Operas by Georg Friedrich Händel

Georg Friedrich Händel (1685-1759) was born and grew up in Halle, Germany. At age 18, he moved to Hamburg, where he got a job playing several instruments in the opera orchestra. When he was 21, he went to Italy, where he spent over three years composing, performing in concerts and making contacts in the Italian music scene. At age 26, he traveled to London, and at age 27 he settled there permanently, becoming a dominant force in the English music scene for many years.

My overhead transparency listing thirty-six of Händel’s operas

This is a transparency (for the overhead projector) that I always had with me when I was teaching opera appreciation courses at the adult education center in Frankfurt. It lists most of Händel’s operas, in Italian, but not his early ones that have been lost, and not his later oratorios in English.

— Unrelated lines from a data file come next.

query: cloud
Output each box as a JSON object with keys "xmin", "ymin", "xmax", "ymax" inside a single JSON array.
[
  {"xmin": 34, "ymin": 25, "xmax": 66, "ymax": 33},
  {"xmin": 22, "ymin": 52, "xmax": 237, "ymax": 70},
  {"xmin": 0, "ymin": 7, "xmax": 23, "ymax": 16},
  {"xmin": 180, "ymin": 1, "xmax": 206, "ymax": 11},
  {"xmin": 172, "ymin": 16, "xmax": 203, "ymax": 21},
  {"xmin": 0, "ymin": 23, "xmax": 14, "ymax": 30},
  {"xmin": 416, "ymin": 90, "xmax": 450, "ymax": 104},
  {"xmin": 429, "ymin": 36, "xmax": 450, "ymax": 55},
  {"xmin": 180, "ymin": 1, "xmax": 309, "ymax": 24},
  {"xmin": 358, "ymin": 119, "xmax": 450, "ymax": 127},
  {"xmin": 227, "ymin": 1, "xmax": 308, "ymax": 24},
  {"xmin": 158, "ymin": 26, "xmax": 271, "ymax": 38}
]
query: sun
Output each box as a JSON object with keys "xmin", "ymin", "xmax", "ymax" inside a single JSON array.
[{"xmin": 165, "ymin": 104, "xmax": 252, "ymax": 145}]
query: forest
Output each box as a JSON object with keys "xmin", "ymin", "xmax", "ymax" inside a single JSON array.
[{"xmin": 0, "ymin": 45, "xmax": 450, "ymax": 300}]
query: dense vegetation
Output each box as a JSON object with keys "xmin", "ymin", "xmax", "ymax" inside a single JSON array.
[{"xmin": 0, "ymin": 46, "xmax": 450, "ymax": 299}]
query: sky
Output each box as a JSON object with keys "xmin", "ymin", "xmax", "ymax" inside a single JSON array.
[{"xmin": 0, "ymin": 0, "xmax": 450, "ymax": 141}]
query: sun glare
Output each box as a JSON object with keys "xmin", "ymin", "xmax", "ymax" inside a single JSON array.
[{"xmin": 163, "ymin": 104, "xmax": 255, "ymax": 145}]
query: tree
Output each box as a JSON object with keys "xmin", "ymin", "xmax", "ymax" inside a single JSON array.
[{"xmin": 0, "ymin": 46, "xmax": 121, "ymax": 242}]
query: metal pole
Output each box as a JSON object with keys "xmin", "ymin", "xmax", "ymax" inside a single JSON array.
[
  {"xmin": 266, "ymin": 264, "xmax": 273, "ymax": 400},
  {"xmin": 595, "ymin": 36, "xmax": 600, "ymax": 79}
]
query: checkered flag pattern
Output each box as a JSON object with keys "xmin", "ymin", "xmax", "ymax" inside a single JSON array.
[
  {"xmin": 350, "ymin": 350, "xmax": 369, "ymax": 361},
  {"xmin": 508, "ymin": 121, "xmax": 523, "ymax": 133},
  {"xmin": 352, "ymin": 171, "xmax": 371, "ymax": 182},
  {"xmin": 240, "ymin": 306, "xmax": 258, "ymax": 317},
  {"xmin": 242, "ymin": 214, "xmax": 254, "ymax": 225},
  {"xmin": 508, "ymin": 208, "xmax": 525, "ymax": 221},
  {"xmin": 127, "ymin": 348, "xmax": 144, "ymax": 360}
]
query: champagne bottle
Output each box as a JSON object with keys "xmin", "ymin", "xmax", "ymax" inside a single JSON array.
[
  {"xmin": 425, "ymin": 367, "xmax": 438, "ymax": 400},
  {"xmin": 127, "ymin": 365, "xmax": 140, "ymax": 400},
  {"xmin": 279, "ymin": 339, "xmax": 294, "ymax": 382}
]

So far, I have seen fifteen stage works by Händel: twelve of his operas, plus three of his ‘oratorios’ in staged performances:

Agrippina (HWV 6, Venice 1709) takes place in ancient Rome and shows how Agrippina connived to get her son Nero installed as Emperor. The opera was a huge success for its 24-year-old composer when it premiered in Venice, where it had a run of twenty-seven performances. I saw it several times in Frankfurt in 2006 and 2008 in a brilliant production by David McVicar that he originally created for the opera house in Brussels.
(HWV stands for Händel-Werke-Verzeichnis in German.)

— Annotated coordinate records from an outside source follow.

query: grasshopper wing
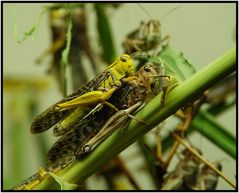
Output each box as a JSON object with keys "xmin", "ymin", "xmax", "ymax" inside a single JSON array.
[{"xmin": 47, "ymin": 113, "xmax": 105, "ymax": 166}]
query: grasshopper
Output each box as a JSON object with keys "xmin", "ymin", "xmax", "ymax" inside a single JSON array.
[
  {"xmin": 31, "ymin": 54, "xmax": 134, "ymax": 134},
  {"xmin": 122, "ymin": 4, "xmax": 180, "ymax": 54},
  {"xmin": 15, "ymin": 64, "xmax": 171, "ymax": 190},
  {"xmin": 123, "ymin": 20, "xmax": 169, "ymax": 54}
]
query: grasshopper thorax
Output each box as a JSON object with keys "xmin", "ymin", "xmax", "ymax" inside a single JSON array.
[{"xmin": 109, "ymin": 54, "xmax": 135, "ymax": 76}]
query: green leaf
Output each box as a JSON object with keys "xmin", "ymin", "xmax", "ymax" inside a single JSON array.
[
  {"xmin": 149, "ymin": 46, "xmax": 196, "ymax": 81},
  {"xmin": 48, "ymin": 172, "xmax": 78, "ymax": 190}
]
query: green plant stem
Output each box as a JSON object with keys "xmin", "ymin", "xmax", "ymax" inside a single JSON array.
[{"xmin": 36, "ymin": 48, "xmax": 236, "ymax": 190}]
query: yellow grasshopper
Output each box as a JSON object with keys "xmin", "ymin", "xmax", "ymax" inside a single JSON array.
[
  {"xmin": 31, "ymin": 54, "xmax": 135, "ymax": 134},
  {"xmin": 15, "ymin": 61, "xmax": 171, "ymax": 190}
]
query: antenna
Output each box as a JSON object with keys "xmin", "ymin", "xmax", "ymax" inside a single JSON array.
[
  {"xmin": 159, "ymin": 5, "xmax": 182, "ymax": 21},
  {"xmin": 137, "ymin": 3, "xmax": 153, "ymax": 19}
]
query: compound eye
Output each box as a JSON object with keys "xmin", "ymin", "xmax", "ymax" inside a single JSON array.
[
  {"xmin": 83, "ymin": 145, "xmax": 90, "ymax": 152},
  {"xmin": 120, "ymin": 56, "xmax": 127, "ymax": 62},
  {"xmin": 144, "ymin": 66, "xmax": 151, "ymax": 72}
]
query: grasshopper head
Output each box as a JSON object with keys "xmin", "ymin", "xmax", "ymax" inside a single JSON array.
[
  {"xmin": 138, "ymin": 63, "xmax": 162, "ymax": 92},
  {"xmin": 114, "ymin": 54, "xmax": 135, "ymax": 76}
]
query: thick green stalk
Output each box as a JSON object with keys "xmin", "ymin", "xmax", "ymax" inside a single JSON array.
[{"xmin": 36, "ymin": 48, "xmax": 236, "ymax": 189}]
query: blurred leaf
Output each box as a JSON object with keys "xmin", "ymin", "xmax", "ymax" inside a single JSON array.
[
  {"xmin": 162, "ymin": 110, "xmax": 236, "ymax": 159},
  {"xmin": 192, "ymin": 110, "xmax": 236, "ymax": 158},
  {"xmin": 13, "ymin": 9, "xmax": 48, "ymax": 43},
  {"xmin": 95, "ymin": 3, "xmax": 116, "ymax": 64}
]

Rinaldo announcement card for Chemnitz, Germany

Rinaldo (HWV 7, London 1711) was the first opera Händel composed especially for London, where it debuted when he was 26 years old.

Cast recording of Rinaldo, CD of the Year 2003

I first saw Rinaldo at the State Opera House in Berlin in a hilarious production that was voted Production of the Year by the critics of Opernwelt Magazine in 2003. In the second act there is a scene where Miah Persson as Almirena has been transformed into a mermaid by an evil magician. She slithers out from under the curtain, sits on the edge of the stage with her fishtail dangling into the orchestra pit and sings the hauntingly beautiful Lascia ch’io pianga (Let me cry). As I write this, I am listening to the cast recording of this production, which was voted CD of the Year for 2003.

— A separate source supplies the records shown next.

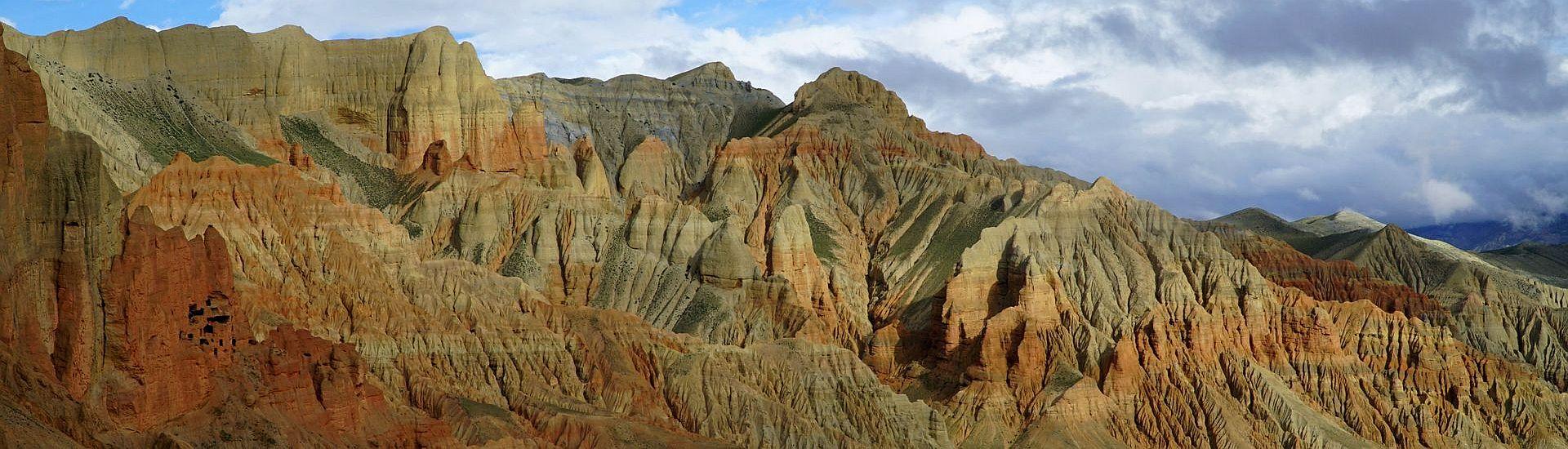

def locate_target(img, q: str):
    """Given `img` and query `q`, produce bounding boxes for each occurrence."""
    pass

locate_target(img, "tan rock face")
[9,20,1568,447]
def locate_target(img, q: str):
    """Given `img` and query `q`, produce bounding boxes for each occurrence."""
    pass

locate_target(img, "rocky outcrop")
[0,20,1568,447]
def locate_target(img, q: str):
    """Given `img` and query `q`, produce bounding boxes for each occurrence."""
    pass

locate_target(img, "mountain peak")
[795,68,910,119]
[666,61,735,83]
[1295,209,1383,235]
[88,16,152,31]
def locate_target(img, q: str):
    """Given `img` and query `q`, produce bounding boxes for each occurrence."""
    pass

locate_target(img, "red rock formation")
[104,211,236,429]
[1214,229,1447,320]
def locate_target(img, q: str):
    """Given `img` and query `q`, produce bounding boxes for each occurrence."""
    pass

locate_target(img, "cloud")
[1421,179,1476,221]
[216,0,1568,226]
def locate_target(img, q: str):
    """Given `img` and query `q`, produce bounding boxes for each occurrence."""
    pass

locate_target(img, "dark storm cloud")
[1200,0,1476,63]
[1193,0,1568,113]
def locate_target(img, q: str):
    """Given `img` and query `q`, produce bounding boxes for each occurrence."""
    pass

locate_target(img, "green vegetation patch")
[283,116,423,207]
[82,72,278,167]
[806,207,839,262]
[915,202,1007,298]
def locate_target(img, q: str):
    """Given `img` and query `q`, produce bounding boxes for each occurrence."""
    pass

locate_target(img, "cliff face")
[0,20,1568,447]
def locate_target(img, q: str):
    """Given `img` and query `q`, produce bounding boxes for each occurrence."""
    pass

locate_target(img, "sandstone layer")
[0,19,1568,447]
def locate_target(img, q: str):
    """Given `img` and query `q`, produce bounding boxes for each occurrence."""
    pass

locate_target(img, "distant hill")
[1410,216,1568,251]
[1480,243,1568,287]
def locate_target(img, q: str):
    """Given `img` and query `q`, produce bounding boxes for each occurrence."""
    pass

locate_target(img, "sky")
[0,0,1568,228]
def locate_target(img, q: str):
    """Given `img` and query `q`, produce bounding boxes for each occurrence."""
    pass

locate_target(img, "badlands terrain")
[0,19,1568,447]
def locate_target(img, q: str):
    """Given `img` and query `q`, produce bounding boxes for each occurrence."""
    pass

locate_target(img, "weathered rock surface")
[0,20,1568,447]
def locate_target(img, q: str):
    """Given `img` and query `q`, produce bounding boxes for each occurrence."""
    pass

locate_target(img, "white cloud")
[1421,179,1476,221]
[1526,187,1568,215]
[216,0,1568,226]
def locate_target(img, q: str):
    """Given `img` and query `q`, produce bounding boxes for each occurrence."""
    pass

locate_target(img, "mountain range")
[1410,216,1568,251]
[0,19,1568,447]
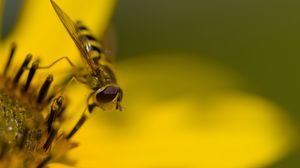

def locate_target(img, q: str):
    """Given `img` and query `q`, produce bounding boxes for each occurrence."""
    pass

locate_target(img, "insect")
[50,0,123,138]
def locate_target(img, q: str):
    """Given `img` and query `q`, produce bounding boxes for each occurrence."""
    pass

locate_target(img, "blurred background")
[3,0,300,168]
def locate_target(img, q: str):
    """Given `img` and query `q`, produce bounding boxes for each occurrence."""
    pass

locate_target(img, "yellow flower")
[1,0,294,168]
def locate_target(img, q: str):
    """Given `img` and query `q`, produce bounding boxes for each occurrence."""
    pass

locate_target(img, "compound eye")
[96,86,120,103]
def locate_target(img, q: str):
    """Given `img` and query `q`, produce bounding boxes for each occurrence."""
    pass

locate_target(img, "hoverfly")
[50,0,123,138]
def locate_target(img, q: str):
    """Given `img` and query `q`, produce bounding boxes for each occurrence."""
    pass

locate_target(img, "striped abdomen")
[75,21,116,84]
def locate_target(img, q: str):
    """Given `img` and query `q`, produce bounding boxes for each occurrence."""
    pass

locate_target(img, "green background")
[3,0,300,168]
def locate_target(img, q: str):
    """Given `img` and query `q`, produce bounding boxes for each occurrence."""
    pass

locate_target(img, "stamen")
[48,96,64,133]
[3,43,17,76]
[23,60,40,92]
[37,155,52,168]
[37,75,53,104]
[43,128,58,151]
[66,114,87,139]
[19,128,29,149]
[13,54,32,85]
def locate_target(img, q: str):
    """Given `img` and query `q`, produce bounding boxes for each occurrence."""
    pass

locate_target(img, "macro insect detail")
[50,0,123,138]
[0,44,76,168]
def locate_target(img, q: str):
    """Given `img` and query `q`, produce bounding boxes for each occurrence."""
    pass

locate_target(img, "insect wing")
[51,0,94,68]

Since then I have seen two more equally brilliant but very different productions of Rinaldo, one at the Bockenheimer Depot in Frankfurt with the Polish counter-tenor and break-dancer Jakub Józef Orliński; and another using blue-screen technology at the opera house in Chemnitz, Germany.

Teseo program booklet for Frankfurt, 2013

Teseo (HWV 9, London 1713) did not have its first Frankfurt performances until 2013 — three hundred years after its London premiere. 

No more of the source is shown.